La société du dix-septième siècle était, en somme, empreinte d’une grande bonhomie. Point de morgue, les rangs sont connus, inutile de les garder avec trop de soin : la partie finie, chacun se retrouvera à sa place.

Il faut dire aussi un mot de l’argent, qui, en ce temps-là comme en tous les temps, joue un grand rôle. Le noble qui est pauvre n’est pas méprisé, mais du moment qu’il ne peut tenir son rang, il est contraint de disparaître : sa place est prise aussitôt par le financier qui achète une terre féodale, une charge anoblissante, par l’homme d’esprit, s’il ne recule pas, en guettant l’occasion, devant l’état de parasite. Beaucoup de grands seigneurs sont très riches, mais leur fortune est à la curée. Les avares sont connus, notés et raillés. L’état écclésiastique ne confère aucun droit à l’estime ; beaucoup d’abbés et même d’évêques mènent la vie du siècle ; quelques-uns sont mariés secrètement. Le mariage secret, appelé mariage de conscience, est un des usages curieux du dix-septième siècle. Plus d’un couple, reçu partout, est irrégulier ; mais on fait courir que c’est un mariage de conscience : la mort découvre la vérité, alors que l’on n’y pense plus. Marion de L’Orme avait été traitée avec un certain respect. On voit le président de Mesmes la reconduisant à son carrosse en cérémonie. Ninon ne bénéficie pas de la même indulgence ; mais les dévotes seules élèvent la voix contre elle. Les femmes d’esprit sourient sans mépris, si on parle d’elle. Telle prude, au moins d’apparence, ayant fait par hasard la connaissance de Mlle de L’Enclos, continue de la voir volontiers. Ainsi en arriva-t-il à Mme Paget ; il est vrai qu’elle était secrètement galante : on avait bavardé au sermon.

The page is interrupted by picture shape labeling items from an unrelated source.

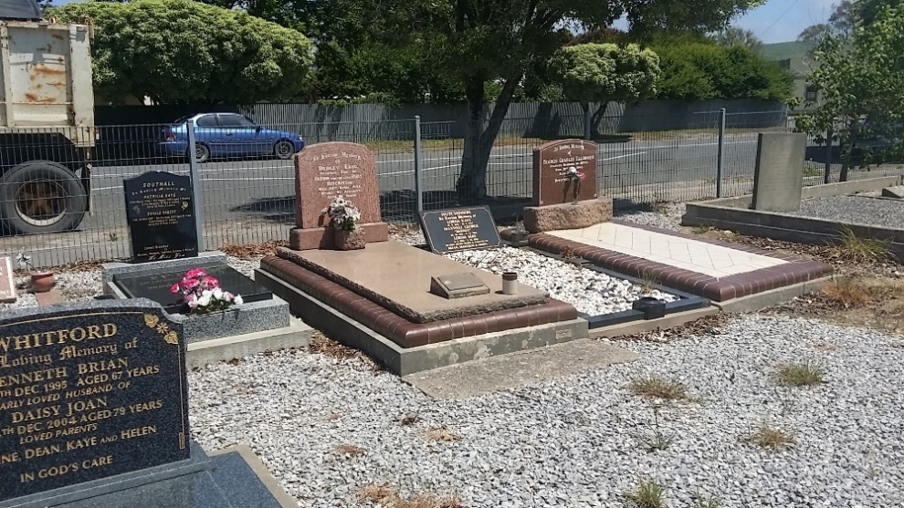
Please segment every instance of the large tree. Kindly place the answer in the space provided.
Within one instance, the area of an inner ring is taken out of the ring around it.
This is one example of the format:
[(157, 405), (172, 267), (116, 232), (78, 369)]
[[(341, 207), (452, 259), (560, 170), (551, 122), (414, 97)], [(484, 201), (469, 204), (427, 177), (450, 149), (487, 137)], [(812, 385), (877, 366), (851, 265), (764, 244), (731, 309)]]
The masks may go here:
[(594, 136), (598, 134), (596, 126), (610, 101), (629, 102), (653, 97), (660, 73), (657, 54), (633, 44), (567, 46), (553, 56), (551, 67), (564, 97), (580, 102), (585, 115), (590, 111), (590, 103), (598, 104), (590, 120)]
[(94, 84), (111, 101), (249, 104), (300, 95), (313, 45), (301, 33), (192, 0), (80, 2), (49, 9), (93, 20)]
[(825, 35), (814, 55), (818, 67), (810, 82), (820, 103), (797, 125), (816, 136), (834, 129), (843, 156), (840, 180), (847, 180), (859, 141), (885, 141), (865, 154), (866, 162), (899, 156), (904, 151), (904, 5), (878, 9), (868, 24), (858, 18), (847, 37)]
[[(338, 0), (337, 0), (338, 1)], [(351, 0), (346, 0), (351, 1)], [(562, 46), (562, 26), (594, 30), (625, 17), (635, 35), (687, 28), (710, 32), (762, 0), (382, 0), (369, 16), (401, 21), (390, 35), (436, 41), (436, 65), (462, 83), (468, 101), (468, 136), (457, 181), (459, 199), (486, 195), (493, 142), (509, 106), (531, 64)], [(368, 25), (365, 23), (365, 25)], [(384, 23), (382, 26), (386, 27)], [(499, 83), (486, 120), (484, 92)]]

Il est un point sur lequel M. Monmerqué a fait quelques remarques qui ne sont point toutes exactes : ce sont les jugements littéraires de Tallemant des Réaux. En général, ils sont assez conformes à ceux que la tradition nous a légués. Pourtant, comme il juge cavalièrement La Fontaine et qu’il apprécie Pascal sans marquer d’enthousiasme, M. Monmerqué a relevé qu’au moment où rédigeait des Réaux, La Fontaine n’avait pas publie ses Fables et que les Provinciales n’étaient point encore données à Pascal. C’est une erreur en ce qui concerne Pascal, car Tallemant écrit :

« C’est lui qui a fait ces belles lettres au Provincial que toute l’Europe admire et que M. Nicole a mises en latin. Longtemps, on a ignoré qu’il en fût l’auteur ; pour moi, je ne l’en eusse jamais soupçonné, car les mathématiques et les belles-lettres ne vont guère ensemble. Ces messieurs du Port-Royal lui donnoient la matière, et il la disposoit à sa fantaisie. » M. Monmerqué n’a pas trouvé l’éloge assez vif. C’est qu’il était lui-même un janséniste frénétique. Tallemant des Réaux, cependant, était protestant.

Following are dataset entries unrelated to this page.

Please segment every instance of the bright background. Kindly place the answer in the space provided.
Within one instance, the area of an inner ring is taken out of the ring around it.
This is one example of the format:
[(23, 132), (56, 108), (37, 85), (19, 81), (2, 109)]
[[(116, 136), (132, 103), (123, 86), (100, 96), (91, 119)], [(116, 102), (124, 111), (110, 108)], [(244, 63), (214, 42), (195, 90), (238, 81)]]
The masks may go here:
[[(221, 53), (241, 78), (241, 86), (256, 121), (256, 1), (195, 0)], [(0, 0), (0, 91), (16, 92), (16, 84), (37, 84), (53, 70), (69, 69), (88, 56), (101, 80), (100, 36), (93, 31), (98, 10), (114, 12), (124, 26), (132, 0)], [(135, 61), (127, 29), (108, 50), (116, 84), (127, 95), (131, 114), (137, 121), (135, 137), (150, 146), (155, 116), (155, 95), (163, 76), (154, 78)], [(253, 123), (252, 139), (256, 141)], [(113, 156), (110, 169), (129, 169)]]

Il était protestant, et on s’étonnerait, après cela, sans soulever de surprises, de la verdeur de ses écrits ; mais au dix-septième siècle l’esprit protestant n’existait pas en France. D’Aubigné l’avait déjà démontré, car chez lui la haine du papisme s’alliait fort bien aux goûts les plus rabelaisiens. Les protestants, au temps heureux des de Réaux, n’avaient pas encore imaginé de feindre une austérité de mœurs, de paroles et d’écrits, destinée à prouver la vérité de la réforme. Ils paillardaient ouvertement. Tallemant, très bien placé pour observer les mœurs de ses coreligionnaires, ne nous en a rien caché : il nous a montré, par exemple, telle qu’elle fut, la vie de Mme de Rohan.

Il semble d’ailleurs avoir été, à la belle époque de sa vie, sinon libertin, du moins fort tiède en dévotion.

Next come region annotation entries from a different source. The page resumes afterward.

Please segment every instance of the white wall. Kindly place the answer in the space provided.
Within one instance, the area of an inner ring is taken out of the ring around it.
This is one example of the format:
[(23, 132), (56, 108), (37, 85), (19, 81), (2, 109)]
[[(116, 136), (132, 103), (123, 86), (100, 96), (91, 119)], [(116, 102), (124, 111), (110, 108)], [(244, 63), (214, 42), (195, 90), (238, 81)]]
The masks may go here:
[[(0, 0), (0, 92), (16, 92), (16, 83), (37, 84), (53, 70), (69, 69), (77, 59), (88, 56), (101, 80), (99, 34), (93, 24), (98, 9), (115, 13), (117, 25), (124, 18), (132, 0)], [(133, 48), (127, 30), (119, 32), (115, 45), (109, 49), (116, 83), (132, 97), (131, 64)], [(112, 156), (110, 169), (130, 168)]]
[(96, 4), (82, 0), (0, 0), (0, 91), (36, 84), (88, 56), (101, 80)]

Les deux religions lui avaient fourni trop d’anecdotes scandaleuses pour qu’il lui restât beaucoup d’illusions sur leur valeur sociale. Il se convertit, quand tout l’y engageait, pour avoir la paix. Une note de Maucroix nous apprend qu’il abjura le 17 juillet 1685, entre les mains du père Rapin. Il avait eu, à ce moment-là, comme il le dit lui-même dans une épître adressée à ce même père Rapin, « des afflictions, des pertes, des disgrâces », et l’on conçoit qu’il ait cédé au mouvement général qui faisait renoncer les protestants de qualité à une religion déconsidérée. On sait aussi qu’il vivait séparé de Mme des Réaux, retirée au couvent de Bellechasse.

De temps à autre il ajoutait une note à ses Historiettes ; il collectionnait toutes sortes de petits poèmes et de bons mots qu’on a retrouvés dans ses portefeuilles. Il était homme aussi à méditer sur la vanité des passions humaines et à considérer combien, depuis sa galante jeunesse, était devenu triste le train du monde.

P.-S. — Il était difficile de donner en un seul volume la substance des huit ou dix tomes, selon les éditions, que comportent les Historiettes. On a surtout choisi les pages où les mœurs se peignent le plus nettement et on a tâché d’en ordonner, en suivant Tallemant pas à pas, un livre de lecture aisée et qui pourtant donne une idée exacte, de son talent, de son genre et même de ses manies. Oserons-nous dire que Tallemant des Réaux gagne à être ainsi abrégé  ? Oui, car il faut convenir que la lecture suivie des dix volumes ne laisse pas de causer une certaine lassitude.

Le choix de l’édition nous était imposé par le caractère même de notre collection. Nous avons suivi la 2e édition Monmerqué, très complète, et où les additions de Tallemant sont heureusement incorporées au texte. La 3e, celle de Paulin Paris, supérieure par les notes et les commentaires, est aussi plus exacte pour la langue, car on y a strictement respecté l’orthographe de l’auteur. Mais c’est cela même qui nous en a détourné : nous faisons une collection littéraire et non une collection philologique.

On ne trouvera pas, comme d’habitude, Le portrait de l’auteur en tête de ses « plus belles pages. » C’est qu’il n’existe pas, à notre connaissance, d’effigie de Gédéon Tallemant des Réaux.


  1. On l’appela toujours ainsi de son vivant, M. Des Réaux.« L’illustre M. des Réaux » dit un contemporain.